For from X import Y imports:

# In module.py
from some_library import some_function

def my_function():
    return some_function()

# In test file - patch at point of use
with patch('module.some_function', return_value='mocked'):
    result = my_function()  # Returns 'mocked'

For import X imports:

# In module.py
import some_library

def my_function():
    return some_library.some_function()

# In test file - patch at definition
with patch('some_library.some_function', return_value='mocked'):
    result = my_function()  # Returns 'mocked'

Why This Matters

When Python executes from X import Y, it creates a local reference to Y in the importing module's namespace. Patching X.Y after import doesn't affect this local reference.

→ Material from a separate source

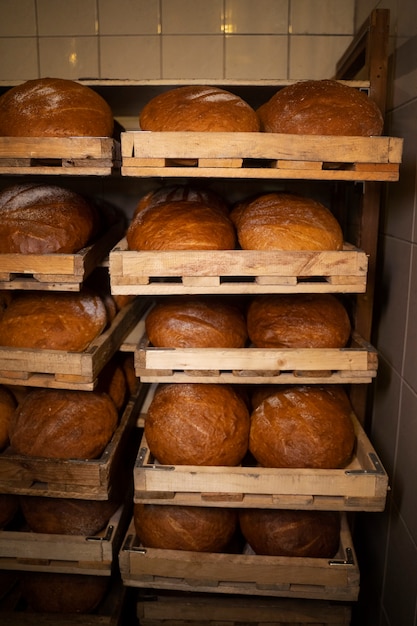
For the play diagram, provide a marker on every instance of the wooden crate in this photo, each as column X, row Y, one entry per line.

You must patch the reference where it's actually used.

This pattern applies universally to any Python module, function, class, or constant being mocked, not just the specific libraries shown in examples.

Debugging Mock Issues

If your mock isn't being applied:

  1. Check the import style in the module being tested
  2. Verify you're patching module_using_it.function not original_module.function
  3. Use print() statements to confirm which code path is executing
  4. Consider using patch.object() for more explicit control

6. Test Data Management

6.1 Structured Test Data

Example Directory Structure:

tests/test_data/
├── configs/          # Test configuration files
├── responses/        # Mock API/tool responses
├── events/           # Sample event payloads
└── fixtures/         # Database and object fixtures

6.2 Data Access Utilities

Standardized helper functions:

from tests.test_data_utils import load_test_config, load_mock_response

# Load test configuration
config = load_test_config("test_settings")

# Load mock response data
response = load_mock_response("api_success_responses")

7. Maintenance and Quality Standards

7.1 Test Maintenance Procedures

Development Test Cleanup (from original guidelines):

  • Review development tests monthly
  • Remove tests for completed features before merging
  • Convert valuable development tests to regression tests

Stale Test Detection:

  • Run automated detection for tests not modified in 90+ days
  • Review flagged tests quarterly for relevance
  • Update or remove outdated tests

7.2 Quality Requirements

Coverage Standards:

  • Minimum coverage: 70% for all repositories
  • Critical functionality: 90% coverage required
  • New features: 95% coverage required

Performance Standards:

  • Unit tests: <1 second per test
  • Integration tests: <10 seconds per test
  • Full CI test suite: <5 minutes execution time

7.3 Assertion Best Practices

Descriptive assertions (from original guidelines):

# Good - descriptive assertion messages
self.assertEqual(result.status, "authenticated",
                f"Authentication failed: expected 'authenticated', got '{result.status}'")

# Good - assert both state and side effects
self.assertTrue(user.is_authenticated)
self.assertIn("login_success", captured_events)

7.4 Test Definition Scope Control

Guidance like test-to-change ratios and other “how many tests is enough” heuristics are part of the test definition/reporting method. See:


This standard provides a practical, modern testing architecture that solves real pain points while preserving proven organizational practices and maintaining focus on developer productivity.